Hey Occupy Wall Street... in case you're wondering what it will take to get the media to give you and your protests the coverage you fucking deserve, the short answer is: Violence. That's what the media, through their relative silence, is demanding. Either present at least the credible threat of physical violence, or they're turning their cameras elsewhere.

By comparison, the teabaggers threaten violence. That's what gets them so much coverage. You think their open carry bullshit isn't calculated to intimidate? You think their angry disruption of congressional town hall meetings wasn't all part of a carefully coordinated media/political strategy? You think the Gabrielle Giffords shooting didn't make them even more of force to be reckoned with? The entire vocabulary of the Tea Party movement is based on little but rhetorical violence. Hell, even the name of the organization pays tribute to an act of political violence. That's not an accident.

Yet when was the last time an organized protest from the American left made the powers that be nervous enough to garner wide and sustained media attention? WTO, that's when. "The Battle in Seattle." I've heard local labor organizers lament about how those "fucking anarchists" highjacked the demonstrations, causing the message to be lost in senseless acts of property damage and the incompetent and irresponsibly violent police response that followed. But the irony is, as impressively massive, well-planned, and peaceful as the WTO protests initially were, they would have garnered relatively little media attention, and would have long since been forgotten, had it not been for the violence, both private and official, that eventually ensued.

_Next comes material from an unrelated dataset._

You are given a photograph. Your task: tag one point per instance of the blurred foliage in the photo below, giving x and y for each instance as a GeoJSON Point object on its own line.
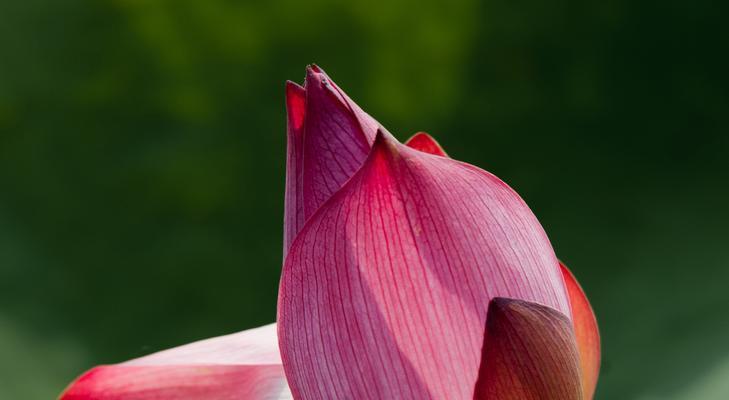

The point is, allowing yourselves to be calmly herded onto bridges and arrested, or penned defenselessly behind mesh fences where you can be casually maced... that's simply not a good enough story. Nobody fears a peaceful protest. And while demonstrators may think they're following in the successful civil disobedience footsteps of Gandhi and Martin Luther King Jr., history tells us that it was state sponsored/sanctioned violence against the people, such as the Jallianwala Bagh massacre or the many brutal murders and attacks in the apartheid South, that ultimately sparked the public sympathy that led to reform. So unless you can at least provoke the police toward bloodshed—unless some of you actually martyr your bodies (or like Gandhi and MLK, your lives) to the cause—peaceful non-compliance will get you nowhere.

At least, with the media. Remember, the press doesn't view you as victims. You're disrupting the daily routines of everyday life. That makes you a nuisance. Furthermore, the corporate media journalists you're asking for coverage owe their very livelihood to some of the very same corporations and financiers you're protesting, so, um, good luck with that. But give them a little violence, well, that's a visual the media can't resist.

To be clear, I'm not advocating violence. I don't actually want to see anybody get hurt. But if your goal is to get the nation to pay attention to you and your message, well, you know, violence works. Because if experience has taught us anything, it's that the threat of violence is the only thing our media and political establishment appear to take seriously.